The Build family of nodes allow you to construct colours or vectors. They let you input scalar values for each component. For the Build colour node you can input Red, Green and Blue values. For the Build vector node you can input X, Y and Z values.
The value from the Input node is used as the basis for building the new value. If you do not attach a node to one of the other inputs (Red/Green/Blue or X/Y/Z) then the value for that component is taken from the corresponding component of the Input node value. Here is an example, using a vector:
Input.x is 100
Input.y is 200
Input.z is 300
X scalar input is 500
Z scalar input is -400
The output vector will look like this:
Output.x is 500
Output.y is 200
Output.z is -400
As there is no scalar input for the Y component the y value from the input vector is used. Here is a diagram of the example above:
- Name: This setting allows you to apply a descriptive name to the node, which can be helpful when using multiple Build vector nodes in a project.

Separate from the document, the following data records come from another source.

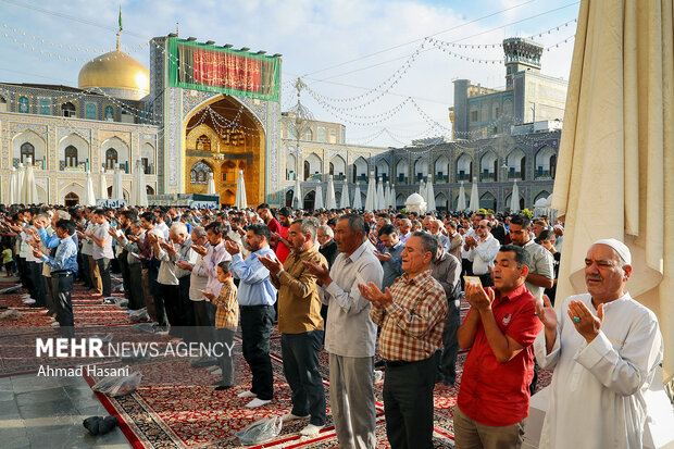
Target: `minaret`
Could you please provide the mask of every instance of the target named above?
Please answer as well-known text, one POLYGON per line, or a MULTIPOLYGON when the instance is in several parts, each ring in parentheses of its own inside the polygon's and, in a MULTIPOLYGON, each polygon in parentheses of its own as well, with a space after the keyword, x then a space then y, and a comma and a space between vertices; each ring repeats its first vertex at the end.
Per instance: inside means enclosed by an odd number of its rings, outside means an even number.
POLYGON ((506 53, 506 88, 512 89, 512 78, 517 72, 540 72, 540 55, 544 47, 522 37, 503 39, 506 53))

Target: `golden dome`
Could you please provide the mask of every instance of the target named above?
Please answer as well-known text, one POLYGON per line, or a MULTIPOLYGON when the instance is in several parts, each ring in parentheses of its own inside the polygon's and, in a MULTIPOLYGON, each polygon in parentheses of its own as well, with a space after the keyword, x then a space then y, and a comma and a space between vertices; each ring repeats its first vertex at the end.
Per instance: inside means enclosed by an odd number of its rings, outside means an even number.
POLYGON ((87 62, 79 71, 78 85, 80 89, 100 87, 115 98, 140 100, 150 93, 150 71, 114 50, 87 62))

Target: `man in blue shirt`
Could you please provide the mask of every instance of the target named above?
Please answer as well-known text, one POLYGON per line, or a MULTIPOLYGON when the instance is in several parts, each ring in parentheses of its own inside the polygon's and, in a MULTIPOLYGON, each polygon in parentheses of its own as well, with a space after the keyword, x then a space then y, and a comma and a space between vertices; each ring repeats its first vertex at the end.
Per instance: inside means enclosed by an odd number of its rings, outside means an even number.
POLYGON ((77 245, 73 240, 73 234, 75 234, 75 224, 68 220, 60 220, 57 223, 57 235, 61 241, 55 255, 51 258, 37 248, 33 250, 33 255, 48 264, 51 267, 51 276, 58 279, 55 308, 57 320, 61 325, 59 332, 71 338, 75 336, 71 292, 75 273, 77 273, 77 245))
POLYGON ((382 262, 384 278, 382 288, 390 287, 394 282, 404 273, 402 271, 402 249, 404 244, 400 241, 399 232, 394 225, 385 225, 379 229, 379 240, 386 246, 384 252, 376 252, 377 259, 382 262))
POLYGON ((239 394, 239 398, 252 398, 246 406, 250 409, 269 403, 274 397, 274 374, 270 358, 270 336, 274 323, 276 288, 270 280, 270 271, 260 262, 261 257, 274 257, 270 248, 272 233, 262 223, 248 226, 246 249, 250 255, 241 255, 239 244, 227 240, 225 249, 232 254, 229 271, 240 279, 238 300, 241 316, 242 350, 246 363, 252 373, 250 391, 239 394))

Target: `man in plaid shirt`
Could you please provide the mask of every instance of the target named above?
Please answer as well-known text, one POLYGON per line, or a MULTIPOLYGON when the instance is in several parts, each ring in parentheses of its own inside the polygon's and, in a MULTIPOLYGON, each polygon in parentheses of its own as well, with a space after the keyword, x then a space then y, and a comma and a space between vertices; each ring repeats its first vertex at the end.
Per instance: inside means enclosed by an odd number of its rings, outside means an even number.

- Enable: When checked, the node is active and the conversion operation will take place. When unchecked the values assigned to its Main Input, if any, are passed through, otherwise a value of 0 is passed through.
- X input: The X channel becomes the X or red value provided from the shader or function nodes assigned to this setting. If left unassigned, the value provided from the Main Input’s X or red channel is used.
- Y input: The Y channel becomes the Y or green value provided from the shader or function nodes assigned to this setting. If left unassigned, the value provided from the Main Input’s Y or green channel is used.
- Z input: The Z channel becomes the Z or blue value provided from the shader or function nodes assigned to this setting. If left unassigned, the value provided from the Main Input’s Z or blue channel is used.
A scalar is a single number. 1, 200.45, -45, -0.2 are all examples of scalar values.
A vector is a set of three scalars, normally representing X, Y and Z coordinates. It also commonly represents rotation, where the values are pitch, heading and bank.
A single object or device in the node network which generates or modifies data and may accept input data or create output data or both, depending on its function. Nodes usually have their own settings which control the data they create or how they modify data passing through them. Nodes are connected together in a network to perform work in a network-based user interface. In Terragen 2 nodes are connected together to describe a scene.
A shader is a program or set of instructions used in 3D computer graphics to determine the final surface properties of an object or image. This can include arbitrarily complex descriptions of light absorption and diffusion, texture mapping, reflection and refraction, shadowing, surface displacement and post-processing effects. In Terragen 2 shaders are used to construct and modify almost every element of a scene.